EDIT 30/07/16: Here is a small program which demonstrates the choice of e_max and e_min for single-precision numbers.

#include <iostream>
#include <cmath>
#include <float.h>
#include <mpfr.h>

using namespace std;

int main (int argc, char *argv[]) {
    cout.precision(120);

    // IEEE-754 float emin and emax values don't work at all
    //mpfr_set_emin (-126);
    //mpfr_set_emax (127);

    // Not quite
    //mpfr_set_emin (-147);
    //mpfr_set_emax (128);

    // Not quite
    //mpfr_set_emin (-149);
    //mpfr_set_emax (128);

    // These float emin and emax values work in subnormal range
    mpfr_set_emin (-148);
    mpfr_set_emax (128);

    cout << "emin: " << mpfr_get_emin() << "    emax: " << mpfr_get_emax() << endl;

    float f = FLT_MIN;
    for (int i = 0; i < 3; i++) f = nextafterf(f, INFINITY);

    mpfr_t m;
    mpfr_init2 (m, 24);
    mpfr_set_flt (m, f, MPFR_RNDN);

    for (int i = 0; i < 6; i++) {
        f = nextafterf(f, 0);
        mpfr_nextbelow(m);
        cout << i << ": float: " << f << endl;
        //cout << i << ":  mpfr: " << mpfr_get_flt (m, MPFR_RNDN) << endl;
        mpfr_subnormalize (m, 1, MPFR_RNDN);
        cout << i << ":  mpfr: " << mpfr_get_flt (m, MPFR_RNDN) << endl;
    }

    mpfr_clear (m);
    return 0;
}

Solution

I'm copying my answer I gave on ResearchGate (with a link to the mpfr_subnormalize documentation):

There are different conventions to express significands and the associated exponents. IEEE 754 chooses to consider significands between 1 and 2, while MPFR (like the C language, see DBL_MAX_EXP for instance) chooses to consider significands between 1/2 and 1 (for practical reasons related to multiple precision).

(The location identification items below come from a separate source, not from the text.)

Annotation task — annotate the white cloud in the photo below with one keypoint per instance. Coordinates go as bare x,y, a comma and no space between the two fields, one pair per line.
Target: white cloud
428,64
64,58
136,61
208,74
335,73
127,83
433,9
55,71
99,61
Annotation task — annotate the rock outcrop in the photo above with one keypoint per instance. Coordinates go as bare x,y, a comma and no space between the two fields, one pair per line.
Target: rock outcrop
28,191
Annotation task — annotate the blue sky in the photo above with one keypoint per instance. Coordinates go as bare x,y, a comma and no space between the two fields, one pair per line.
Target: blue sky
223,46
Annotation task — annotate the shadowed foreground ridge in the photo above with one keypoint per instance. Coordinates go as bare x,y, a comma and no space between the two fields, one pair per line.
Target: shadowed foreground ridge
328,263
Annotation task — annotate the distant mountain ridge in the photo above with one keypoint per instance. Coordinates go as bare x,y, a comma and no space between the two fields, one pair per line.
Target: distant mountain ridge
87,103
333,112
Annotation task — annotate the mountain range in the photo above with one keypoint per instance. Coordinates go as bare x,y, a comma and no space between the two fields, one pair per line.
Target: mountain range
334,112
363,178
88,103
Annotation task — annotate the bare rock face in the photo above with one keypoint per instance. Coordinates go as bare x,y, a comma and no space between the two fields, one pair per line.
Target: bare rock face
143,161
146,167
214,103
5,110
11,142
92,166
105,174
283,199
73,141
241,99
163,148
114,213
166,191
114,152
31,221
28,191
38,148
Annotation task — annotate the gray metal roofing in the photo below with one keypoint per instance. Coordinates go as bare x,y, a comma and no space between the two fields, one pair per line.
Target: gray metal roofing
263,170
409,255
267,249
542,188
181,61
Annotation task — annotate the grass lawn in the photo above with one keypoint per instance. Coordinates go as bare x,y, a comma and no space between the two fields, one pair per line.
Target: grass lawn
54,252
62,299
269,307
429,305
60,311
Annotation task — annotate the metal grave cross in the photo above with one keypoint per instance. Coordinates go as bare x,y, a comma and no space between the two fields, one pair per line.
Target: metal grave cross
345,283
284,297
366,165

For instance, the number 17 is represented as 1.0001·2⁴ in IEEE 754 and as 0.10001·2⁵ in MPFR. As you can see, this means that exponents are increased by 1 in MPFR compared to IEEE 754, hence e_max = 1024 instead of 1023 for double precision.

Concerning the choice of e_min for double precision, one needs to be able to represent 2⁻¹⁰⁷⁴ = 0.1·2⁻¹⁰⁷³, so that e_min needs to be at most −1073 (as in MPFR, all numbers are normalized).

As documented, the mpfr_subnormalize function considers that the subnormal exponent range is from e_min to e_min + PREC(x) − 1, so that for instance, you need to set e_min = −1073 to emulate IEEE double precision.